Узнал? Узнал. Плеть замерла, не коснувшись ладони. Дернулась губа. И отец бросил:
– Вот, значит, как… Что ж, это ничего не меняет.
Он отвернулся и ушел. А я, опустившись на солому, сидела, думала и пыталась понять: как вышло, что этот человек дал мне жизнь?
Во мне его кровь? Надеюсь, она никогда не проснется.
Вечером раб принес все то же сырое мясо и, приблизившись к клетке, велел:
– Ешь.
Я отвернулась.
Говорят, что было время, когда мир не знал крови иной, чем кровь жертвенного оленя, которая лилась на белые камни во славу богов. В сердцах же людей жил мир, пока однажды не случилось так, что молодой Сеппулайнен, вольный ветер, рожденный в печи Небесного Кузнеца, не воспылал любовью к Ирки-уни, дочери лесной колдуньи. Не счесть, сколько раз спускался он с неба, чтобы бросить к ногам красавицы краденое золото осенней листвы и зимнее серебро, принесенное с ледяных вершин. Дарил он ей искристые самоцветы и спешил украсить жилище кружевом брызг. Выстилал ковры из первоцветов, раскатывал драгоценные ткани листвы, но молчало сердце красавицы. И глаза ее были холодны.
– Не настоящее у тебя золото, – сказала она ветру, швыряя в лицо ворох сухих листьев. – А серебро и вовсе водой становится.
Зачерпнула она горсть, позволив истаять.
– Нищий ты.
Горда была Ирки, и матушка ее, лесная ведьма, нашептывала ей злые слова. Что нет у молодого Ветра дома, что бродягой носится он над полями, лишь баловство на уме.
Слушал он, и от обидных слов тяжелели крылья.
– Чего ты хочешь? – взмолился Сеппулайнен, преклоняя голову. – Скажи. Все сделаю.
– Есть у Небесного Кузнеца мельница, которая не муку мелет, но все, чего душа пожелает. Принеси ее, и тогда стану я твоей женой.
Поднялся Сеппулайнен к самой небесной тверди. Крылья распластал, распустил полосами тумана. Не стал он красть, но рассказал Небесному Кузнецу, которого за отца почитал, о чем его попросила красавица-невеста. Отдал Таваалинен Сёппо мельницу, сказал лишь:
– Берегись такой красоты.
Молод был Сеппулайнен, не послушал он Кузнеца. Счастливый летел он, предвкушая, как обнимет недоступную Ирки, поцелуями горячими растопит холод ее сердца и сумеет зажечь пламя в ледяных глазах.
– Вот Сампо-мельница, – обратился он к возлюбленной.
Приняла Ирки дар.
День и ночь вращались жернова, мололи золотой песок и драгоценные камни, но мало и мало было Ирки. До крови стерла она руки и только тогда, обожженная болью, отложила мельницу.

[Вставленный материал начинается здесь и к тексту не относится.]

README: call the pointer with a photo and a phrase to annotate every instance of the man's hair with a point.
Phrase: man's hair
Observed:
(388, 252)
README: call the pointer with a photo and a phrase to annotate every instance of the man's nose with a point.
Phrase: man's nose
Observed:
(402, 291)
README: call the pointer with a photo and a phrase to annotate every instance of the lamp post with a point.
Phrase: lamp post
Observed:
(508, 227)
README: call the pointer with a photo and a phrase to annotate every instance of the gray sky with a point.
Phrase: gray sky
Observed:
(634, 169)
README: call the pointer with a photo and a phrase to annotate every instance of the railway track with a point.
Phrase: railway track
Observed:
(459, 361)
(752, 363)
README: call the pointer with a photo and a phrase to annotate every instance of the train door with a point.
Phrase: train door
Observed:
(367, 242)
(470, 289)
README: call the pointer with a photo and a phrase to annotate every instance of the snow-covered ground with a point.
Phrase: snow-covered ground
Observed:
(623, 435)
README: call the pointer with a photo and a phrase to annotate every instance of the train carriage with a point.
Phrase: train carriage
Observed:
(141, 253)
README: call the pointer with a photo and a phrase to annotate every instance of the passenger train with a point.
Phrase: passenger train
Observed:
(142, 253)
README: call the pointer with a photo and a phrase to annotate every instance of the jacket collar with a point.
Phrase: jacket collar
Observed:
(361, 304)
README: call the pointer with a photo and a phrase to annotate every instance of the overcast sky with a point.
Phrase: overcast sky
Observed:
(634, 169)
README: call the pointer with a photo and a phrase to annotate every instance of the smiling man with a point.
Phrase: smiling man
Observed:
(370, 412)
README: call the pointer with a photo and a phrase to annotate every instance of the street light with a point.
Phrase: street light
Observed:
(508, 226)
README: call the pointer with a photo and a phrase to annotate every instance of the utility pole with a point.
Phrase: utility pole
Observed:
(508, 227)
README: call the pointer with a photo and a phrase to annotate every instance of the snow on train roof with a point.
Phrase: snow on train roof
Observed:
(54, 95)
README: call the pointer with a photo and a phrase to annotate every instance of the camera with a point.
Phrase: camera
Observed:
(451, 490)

– Будет свадьба, – ответила, глядя, как стекает кровь по белым пальцам. И каплю слизала, была та капля горькой, как мысли Ирки. Не хотела она замуж идти, другому отдано было ее сердце. Но как нарушить слово, перед богами данное?
Тогда-то и задумала Ирки неладное. Взяла она мельницу, собственной кровью жернова смазала и начала молоть, напевая:
– Дай мне железную цепь, чтобы посадить на нее сердце Анники-воина. Дай мне железный замок, чтобы запереть правду в его глазах. Дай мне железный нож, чтобы в руку его вложить.